An international court in The Hague ruled this week that Russia was responsible for the bankruptcy of the now defunct oil producer Yukos, due to “devious and calculated expropriation” of shareholders, and has ‘ordered’ the Russian state to pay a whacking $50 billion in compensation. Although the ruling comes as no surprise, it is a major achievement not only for Yukos’s shareholders but also for the prevailing international order, at a time when the Kremlin’s actions have been increasingly criticised.
The compensation award set by the Permanent Court of Arbitration in The Hague is the largest ever, but it is only half of what shareholders had sought and it will almost certainly never be paid in full, with proceedings likely to drag on for years.

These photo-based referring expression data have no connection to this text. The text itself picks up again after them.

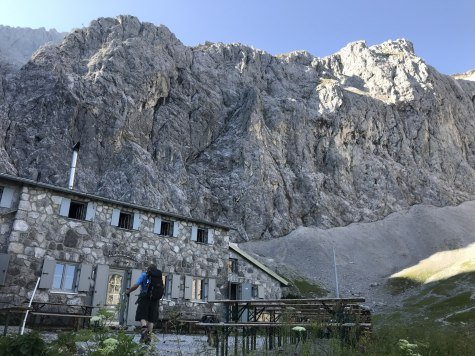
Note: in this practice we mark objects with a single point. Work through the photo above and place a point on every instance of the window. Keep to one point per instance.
(167, 283)
(114, 288)
(64, 277)
(77, 210)
(6, 197)
(202, 236)
(233, 265)
(198, 289)
(126, 220)
(166, 228)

It was back in 2003 that the Kremlin hit Yukos with tens of billions of dollars in tax back-claims that ultimately led to the sell-off of Yukos’s assets and to its subsequent bankruptcy in 2006. The company’s then CEO Mr Khodorskovsky and his partner were jailed in 2003 on what are widely seen as trumped up charges of fraud and tax evasion, and of which they were convicted in 2005.In 2010, when the first jail sentences were coming to an end, they were brought to a second trial, this time for embezzlement and money laundering and which extended their jail time to 2006 (although this was subsequently reduced on appeal).
Yukos was the largest investor-owned oil company created after the fall of the Soviet Union, and its CEO Mr Khodorskovsky was an ambitious politician. It is widely believed that the Kremlin “hit” on Yukos was part of a plan from Mr Putin to erase private competition for the state-owned oil companies and at the same time eliminate to a potential Presidential candidate. For some time, Mr Khodorskovsky was the richest man in Russia and seen as a threat to Mr Putin’s Presidency. In 2007, upon the bankruptcy of Yukos, the state-owned company Rosneft bought the bulk of the remaining assets.
The Kremlin has already stated that the court in The Hague has no jurisdiction for such a ruling, which means that Russia is preparing to refute the charges and will never voluntarily pay the $50 billion. In fact, paying the $50 billion would be the effectively admitting the wrongdoing, something which would also make Mr Putin vulnerable as the orchestrator of the actions. For investors, however, there is still hope they can use local courts around the world to force the seizure of Russian assets and recover the $50 billion.
Yukos’s management have filed an additional expropriation claim in the European Court of Human Rights in Strasbourg on behalf of minority shareholders, valued at £22.4 billion. The ruling will be released next Thursday and could represent another blow for the embattled Kremlin.